# Looking For Places To Camp In The Southeast



## mike (Dec 17, 2006)

hi everyone, we are new to the tt world and have already been welcomed by the wonderful people on this site. We do have a question. We were thinking about heading to the gulf coast and maybe florida during April. The first question is, has anyone camped in louisana, missippisi or northeast florida recently? The dw is concerned that the campgrounds may not have recovered since katrina. The second is the dw is interested in disney world. We checked Fort Wilderness and they are already booked any suggestions in that area. Any advice is greatly appreciated.


----------



## sleecjr (Mar 24, 2006)

mike said:


> hi everyone, we are new to the tt world and have already been welcomed by the wonderful people on this site. We do have a question. We were thinking about heading to the gulf coast and maybe florida during April. The first question is, has anyone camped in louisana, missippisi or northeast florida recently? The dw is concerned that the campgrounds may not have recovered since katrina. The second is the dw is interested in disney world. We checked Fort Wilderness and they are already booked any suggestions in that area. Any advice is greatly appreciated.


I have in florida. Things here are fine.
Here are some places to look at.
St Augustine
Silver Springs
Also check out top sail.
Good Luck with your trip.


----------



## mike (Dec 17, 2006)

Thanks lee, i always look forward to reading your posts, you seem to be a wealth of info, i really appreciate it


----------



## Justman (Jul 22, 2006)

As far as Louisiana is concerned, that may be a case by case basis. If you find one you like, you'll want to call ahead before you make reservations.

For the most part, the northern part of the state is pretty normal. We were flooded with people bringing their own RVs up here to escape. EVERY campground was full of wealthy people who didn't have a dime to their names other than what they could carry with them. A lot of people don't think about this (at least I didn't), but when the storms hit, they submerged quite a few banks. People who had money in those banks had a pretty hard time getting money from ATMs for a bank whose computers were under 12 feet or more of flood water. So even wealthy people were reduced to taking handouts from local churches and relief organizations. Pretty funny how a storm puts things into perspective in the computer age, huh?
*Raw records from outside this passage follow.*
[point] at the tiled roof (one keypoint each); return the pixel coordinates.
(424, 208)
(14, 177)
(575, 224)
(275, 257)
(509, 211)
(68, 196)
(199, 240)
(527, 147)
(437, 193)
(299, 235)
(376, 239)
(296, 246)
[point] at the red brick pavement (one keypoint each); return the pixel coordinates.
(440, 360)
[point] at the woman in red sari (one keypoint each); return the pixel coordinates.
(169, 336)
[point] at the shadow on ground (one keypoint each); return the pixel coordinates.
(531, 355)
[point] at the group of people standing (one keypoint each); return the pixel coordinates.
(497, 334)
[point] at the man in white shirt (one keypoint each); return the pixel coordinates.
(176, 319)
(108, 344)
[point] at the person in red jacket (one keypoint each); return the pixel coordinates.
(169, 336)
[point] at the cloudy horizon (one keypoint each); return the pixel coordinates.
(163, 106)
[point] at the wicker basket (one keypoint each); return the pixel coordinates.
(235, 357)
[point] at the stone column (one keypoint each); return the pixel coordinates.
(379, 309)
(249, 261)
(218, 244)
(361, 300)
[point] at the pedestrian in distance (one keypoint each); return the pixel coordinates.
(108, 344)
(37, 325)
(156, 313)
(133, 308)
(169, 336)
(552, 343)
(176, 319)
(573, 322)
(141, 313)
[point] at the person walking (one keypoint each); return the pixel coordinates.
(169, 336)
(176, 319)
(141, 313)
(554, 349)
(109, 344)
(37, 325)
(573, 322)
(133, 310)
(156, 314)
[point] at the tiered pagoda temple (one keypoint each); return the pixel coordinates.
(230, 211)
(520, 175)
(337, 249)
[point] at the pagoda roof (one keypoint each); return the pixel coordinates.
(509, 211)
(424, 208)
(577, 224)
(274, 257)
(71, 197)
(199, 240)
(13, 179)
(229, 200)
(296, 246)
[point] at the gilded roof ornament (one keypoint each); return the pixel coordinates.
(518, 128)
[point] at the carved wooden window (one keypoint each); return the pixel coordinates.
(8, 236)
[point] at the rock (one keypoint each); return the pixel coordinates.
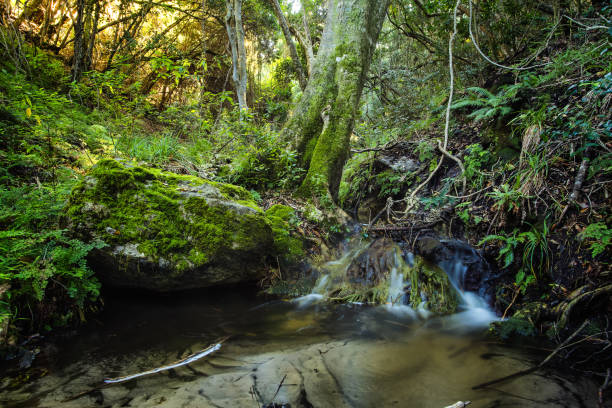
(399, 164)
(374, 264)
(450, 254)
(429, 286)
(171, 232)
(368, 279)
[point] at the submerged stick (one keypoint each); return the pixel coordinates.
(187, 360)
(532, 369)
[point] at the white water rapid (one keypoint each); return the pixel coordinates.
(473, 310)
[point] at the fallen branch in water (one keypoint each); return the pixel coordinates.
(187, 360)
(460, 404)
(532, 369)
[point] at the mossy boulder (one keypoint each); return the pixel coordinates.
(171, 232)
(429, 285)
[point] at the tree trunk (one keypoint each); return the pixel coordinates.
(79, 43)
(88, 64)
(322, 121)
(297, 64)
(307, 41)
(235, 33)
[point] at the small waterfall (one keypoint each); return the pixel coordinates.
(474, 311)
(371, 262)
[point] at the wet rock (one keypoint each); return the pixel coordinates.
(370, 275)
(373, 265)
(465, 264)
(401, 164)
(169, 232)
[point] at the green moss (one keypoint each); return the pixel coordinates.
(432, 282)
(168, 216)
(280, 219)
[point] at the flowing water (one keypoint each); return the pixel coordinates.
(306, 353)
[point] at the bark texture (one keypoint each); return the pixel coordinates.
(282, 21)
(333, 92)
(235, 33)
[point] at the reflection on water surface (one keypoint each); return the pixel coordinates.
(328, 355)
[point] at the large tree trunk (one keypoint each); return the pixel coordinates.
(88, 63)
(322, 122)
(235, 32)
(292, 50)
(79, 42)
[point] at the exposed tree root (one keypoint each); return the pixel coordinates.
(566, 309)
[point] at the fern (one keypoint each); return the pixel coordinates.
(491, 105)
(600, 235)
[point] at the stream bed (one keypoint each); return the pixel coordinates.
(321, 355)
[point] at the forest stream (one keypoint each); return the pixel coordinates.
(305, 352)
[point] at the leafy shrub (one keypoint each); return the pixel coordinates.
(490, 105)
(44, 268)
(600, 236)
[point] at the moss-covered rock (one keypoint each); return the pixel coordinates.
(369, 274)
(281, 219)
(430, 286)
(169, 232)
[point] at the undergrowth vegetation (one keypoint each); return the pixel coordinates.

But I digress... Campgrounds in the middle to northern part of the state are in good shape. Hardly any business during the week, but jam packed during the weekend.


----------



## firefighter320ms (Feb 19, 2007)

Hey if you want to be close to the ocean try Camping on the Gulf...one of my favorites. If you want to stay on the oceanside you better call and make reservations ahead. Here is a link check it out...

http://www.campgulf.com/


----------



## gator_back (Feb 7, 2007)

Sorry to hear you can't get into Fort Wilderness. The kids love that place. We live an hour east of Orlando and one of our favorite local spots is Jetty Park Campground and Beach. It is right at Port Canaveral on the south jetty. That would be quite the drive though for a day at disney. We are headed to JP for a week during spring break.


----------



## dbauers (Jul 5, 2006)

Topsail just outside of Destin is awesome. You have to make reservation well ahead of time though but it is weel worth it. Whenever you can get into Fort Wilderness, it is the best!


----------



## mike (Dec 17, 2006)

thanks for the replies, but does anyone know how the campgrounds in missippi are?


----------



## outbackgeorgia (Jan 28, 2004)

Mike,

We just came back from LeFluers State Park in Jackson over the Presidents Day weekend.
It was really cold, but the Agricultural Museum and other local attractions were great!
The site was not really clean, but the bathrooms were. Go figure!
Really close to interstate 55 in Jackson, flat, big sites on the water, Electric and water, no sewer as with most State Parks.
I really like Roosevelt SP better. Rolling hills, big sites, E of Jackson on I 20.
I rate the Mississppi SP's below Florida, Georgia and Texas, but OK.

Dave


----------